However, it is not known whether the MZ and DZ twin pairs experienced equally similar environments. As a result, it is possible that some of the higher concordance rate for MZ than for DZ twins reflects environmental rather than genetic influences. This is supported by studies such as Kendler & Prescott (1999) who tested 3.790 twin pairs and found the hereditability factor of 39% but also an environmental factor of 61%. Thus, there is some degree of evidence for a genetic component in depression, i.
genetics may be a predisposing factor and environment a precipitating cause. Numerous theories have also been put forward based on the notion that low levels of the neurotransmitters noradrenaline and serotonin may play a role in the development of depression. It has also been suggested that there may be increased levels of these neurotransmitters when bipolar disorder patients are in their manic phase. Kety (1975) put forward a permissive amine theory of mood disorder. According to this the level of noradrenaline is generally controlled by the level of serotonin.
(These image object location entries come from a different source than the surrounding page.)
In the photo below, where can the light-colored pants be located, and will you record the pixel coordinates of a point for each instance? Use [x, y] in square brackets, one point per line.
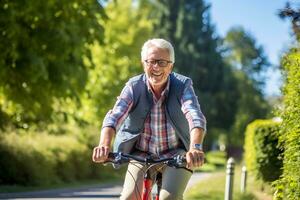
[174, 181]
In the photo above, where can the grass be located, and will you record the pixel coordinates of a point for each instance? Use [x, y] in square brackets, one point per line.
[75, 184]
[213, 188]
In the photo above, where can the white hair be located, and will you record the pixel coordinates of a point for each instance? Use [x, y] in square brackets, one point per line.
[159, 43]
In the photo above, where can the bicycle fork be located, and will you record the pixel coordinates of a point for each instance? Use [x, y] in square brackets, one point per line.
[147, 185]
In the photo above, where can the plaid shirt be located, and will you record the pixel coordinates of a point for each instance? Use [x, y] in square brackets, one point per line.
[158, 136]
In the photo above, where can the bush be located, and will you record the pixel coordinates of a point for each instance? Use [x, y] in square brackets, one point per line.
[262, 153]
[41, 159]
[288, 187]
When the level of serotonin is low, however, noradrenaline levels are less controlled and so they may fluctuate wildly. Dopamine also plays a role. In depression, the theory maintains that when serotonin is low (inherited factor) and this causes noradrenaline and dopamine levels to be inadequately controlled. Hence, depression is produced. It is hard to know whether the high or low levels of serotonin and noradrenaline helped to cause the depression, or whether the depression altered the levels of those neurotransmitters.
Support for this theory lies with the anti-depressant drugs (tricyclic drugs) which are effective in treating depression and are thought to increase noradrenergic levels. This suggests the potential importance of altered levels of serotonin and noradrenaline. However, the drugs rapidly affect neurotransmitter levels, but take much longer to reduce the symptoms of depression or mania. A further weakness of the drug evidence is that the drugs effects do not provide direct evidence of what caused the depression in the first place.
MacLeod (1998) called this treatment aetiology fallacy- the mistaken notion that success of a given form of treatment reveals the cause of the disorder. ` There are also psychological accounts of depression. Freud (1917/1950) proposed the psychodynamic approach which argues that depression is created in early childhood. If a child’s needs are over or under gratified during the oral stage, fixation occurs and the person may develop a tendency to be excessively dependent on others for self-esteem. Freud conceived depression to be like grief, in that it occurs as a reaction to the loss of an early relationship (Brown & Harris, 1978).